10. Each month, 23 million people (more than three times the population of London) visit their GP surgery or practice nurse.

11. In a typical week, 1.4 million people will receive help in their home from the NHS.

12. Full-time GPs treat an average of 255 patients a week.

13. NHS chiropodists inspect more than 150,000 pairs of feet every week.

14. Seventy-five per cent of women aged 53 to 64 in England are screened for breast cancer at least once every three years.

15. NHS Direct receives around 20 calls a minute. More than a million people called NHS Direct over the 2007 Christmas period.

16. The NHS Ambulance Service received 6.3 million emergency calls in 2005/06, which is roughly 360 an hour

17. Community pharmacies dispensed 745 million prescription items in 2006/07

18. NHS ambulances make over 50,000 emergency journeys each week

19. There are now around 90 NHS walk-in centres, offering convenient access to services, including treatment for minor illnesses and injuries

20. The oldest person in the world to have a hip replacement was a 101-year-old lady who was treated at Good Hope Hospital in the West Midlands. More than 89,000 hip replacement operations were carried out in 2006/07.

21. When 13-year-old Sylvia Diggery (nee Beckingham) was admitted to a Manchester hospital with a liver condition in 1948, she became the first patient to be treated by the NHS.

22. Britain’s first sextuplets were born to Sheila Thorn at Birmingham Maternity Hospital in 1968.

23. There was nothing ordinary about the birth in Oldham of Louise Joy Brown on July 25 1978. She was the world’s first test-tube baby. In vitro fertilisation (IVF) treatment is now common and since then, more than a million test tube babies have been born worldwide.

24. The first heart transplant in the UK took place on May 3 1968 at the National Heart Hospital in Marylebone, London. By December 2007, 5,328 heart transplants had been carried out in the UK.

25. NHS Direct was first launched in 1998. It now handles 20,000 calls a day, that’s around eight million calls a year.

26. The man in charge of introducing the NHS was Health Minister Aneurin Bevan. Launching the service on July 5 1948.

27. There are more than 530 NHS trusts in England. The trusts include: Acute trusts, Primary Care trusts, Mental Health trusts, Ambulance trusts and Care trusts.

28. The first NHS trusts were established in 1991.

29. In December 1942 Sir William Beveridge’s report, Social Insurance and Allied Services, proposed major changes to create the foundations for a welfare system and, in its support, a national health service. The NHS was born.

30. The National Health Service Act was published in 1946.

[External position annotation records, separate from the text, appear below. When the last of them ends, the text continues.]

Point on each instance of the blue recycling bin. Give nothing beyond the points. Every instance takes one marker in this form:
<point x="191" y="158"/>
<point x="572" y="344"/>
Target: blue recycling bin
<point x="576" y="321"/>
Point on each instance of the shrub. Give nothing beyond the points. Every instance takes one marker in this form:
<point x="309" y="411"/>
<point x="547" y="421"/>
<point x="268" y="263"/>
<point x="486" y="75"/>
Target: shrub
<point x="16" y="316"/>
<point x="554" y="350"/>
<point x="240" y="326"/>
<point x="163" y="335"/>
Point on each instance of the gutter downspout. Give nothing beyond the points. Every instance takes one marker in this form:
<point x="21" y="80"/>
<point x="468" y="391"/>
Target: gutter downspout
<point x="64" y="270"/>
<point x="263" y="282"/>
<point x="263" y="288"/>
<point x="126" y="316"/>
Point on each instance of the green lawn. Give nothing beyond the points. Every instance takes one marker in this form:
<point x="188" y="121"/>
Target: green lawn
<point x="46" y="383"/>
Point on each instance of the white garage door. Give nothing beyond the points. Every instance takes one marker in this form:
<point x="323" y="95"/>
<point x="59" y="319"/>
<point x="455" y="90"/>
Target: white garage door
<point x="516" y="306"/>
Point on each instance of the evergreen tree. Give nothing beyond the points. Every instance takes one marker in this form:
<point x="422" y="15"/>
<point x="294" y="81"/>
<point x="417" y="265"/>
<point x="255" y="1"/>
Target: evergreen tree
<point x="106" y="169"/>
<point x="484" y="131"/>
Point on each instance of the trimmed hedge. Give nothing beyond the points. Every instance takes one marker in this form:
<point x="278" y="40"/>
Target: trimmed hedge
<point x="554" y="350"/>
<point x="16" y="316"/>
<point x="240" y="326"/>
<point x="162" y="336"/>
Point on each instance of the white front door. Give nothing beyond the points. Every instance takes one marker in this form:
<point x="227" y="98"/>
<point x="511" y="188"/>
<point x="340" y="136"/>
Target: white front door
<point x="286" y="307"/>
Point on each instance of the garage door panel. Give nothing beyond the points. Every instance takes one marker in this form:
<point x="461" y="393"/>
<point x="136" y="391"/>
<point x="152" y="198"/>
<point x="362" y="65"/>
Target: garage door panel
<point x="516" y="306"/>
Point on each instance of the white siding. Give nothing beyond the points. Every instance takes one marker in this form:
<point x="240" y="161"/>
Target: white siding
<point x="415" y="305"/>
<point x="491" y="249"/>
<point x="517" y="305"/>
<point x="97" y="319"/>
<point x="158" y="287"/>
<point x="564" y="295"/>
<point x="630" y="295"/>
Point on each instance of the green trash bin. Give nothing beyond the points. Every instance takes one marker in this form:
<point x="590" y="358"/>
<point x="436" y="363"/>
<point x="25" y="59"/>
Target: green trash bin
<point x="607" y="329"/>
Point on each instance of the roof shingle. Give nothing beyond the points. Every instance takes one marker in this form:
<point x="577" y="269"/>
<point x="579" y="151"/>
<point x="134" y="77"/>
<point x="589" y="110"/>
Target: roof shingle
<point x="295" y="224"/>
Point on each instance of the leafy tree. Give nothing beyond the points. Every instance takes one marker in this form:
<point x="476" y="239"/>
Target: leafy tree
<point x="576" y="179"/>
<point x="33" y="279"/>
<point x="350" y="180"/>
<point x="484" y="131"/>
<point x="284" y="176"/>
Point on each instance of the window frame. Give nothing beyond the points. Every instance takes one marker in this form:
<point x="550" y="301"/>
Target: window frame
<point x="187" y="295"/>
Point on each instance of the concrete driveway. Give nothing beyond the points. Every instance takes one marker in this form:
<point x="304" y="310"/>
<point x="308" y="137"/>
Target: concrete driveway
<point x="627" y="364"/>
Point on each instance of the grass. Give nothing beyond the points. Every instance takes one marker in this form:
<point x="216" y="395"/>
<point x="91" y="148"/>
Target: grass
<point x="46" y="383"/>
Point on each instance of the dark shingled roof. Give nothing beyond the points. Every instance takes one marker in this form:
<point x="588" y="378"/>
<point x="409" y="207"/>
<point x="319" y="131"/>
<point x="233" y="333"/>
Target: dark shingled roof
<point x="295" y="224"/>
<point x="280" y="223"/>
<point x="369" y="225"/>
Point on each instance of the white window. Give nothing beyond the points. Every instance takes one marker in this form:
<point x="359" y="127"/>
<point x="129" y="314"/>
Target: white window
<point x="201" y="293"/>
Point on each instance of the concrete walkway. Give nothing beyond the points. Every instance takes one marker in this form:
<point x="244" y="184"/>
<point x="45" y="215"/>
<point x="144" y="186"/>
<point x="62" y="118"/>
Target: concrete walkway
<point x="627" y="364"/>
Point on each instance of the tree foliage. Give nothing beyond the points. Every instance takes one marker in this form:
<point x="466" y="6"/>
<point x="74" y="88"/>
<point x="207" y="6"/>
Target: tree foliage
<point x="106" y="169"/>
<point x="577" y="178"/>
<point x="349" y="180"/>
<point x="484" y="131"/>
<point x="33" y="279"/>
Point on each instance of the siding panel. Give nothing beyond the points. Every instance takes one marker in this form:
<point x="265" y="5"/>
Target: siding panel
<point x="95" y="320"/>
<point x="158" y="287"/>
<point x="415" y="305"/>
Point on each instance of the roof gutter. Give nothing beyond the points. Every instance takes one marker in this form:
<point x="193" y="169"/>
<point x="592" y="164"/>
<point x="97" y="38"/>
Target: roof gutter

31. Charges for prescriptions, dental treatments and spectacles came into force in 1952. Prescription charges were abolished in 1965 and remained free until June 1968, when the charges were reintroduced.

32. The first UK kidney transplant took place at Edinburgh Royal Infirmary on October 30 1960 and involved a set of 49-year-old identical twins.

33. Polio and Diptheria vaccines were introduced in 1958, prior to that cases of polio could climb as high as 8,000 in epidemic years, with cases of diphtheria as high as 70,000, leading to 5,000 deaths.

34. Initially, the contraceptive pill was only available to married women when it was introduced in 1961. Six years later, laws were relaxed and by 1967 one million women were taking it

35. Abortions were made legal on October 27 1967

36. Professor Roland Levinsky performs the UK’s first successful bone marrow transplant on a child at Great Ormond Street Hospital for Children in 1979.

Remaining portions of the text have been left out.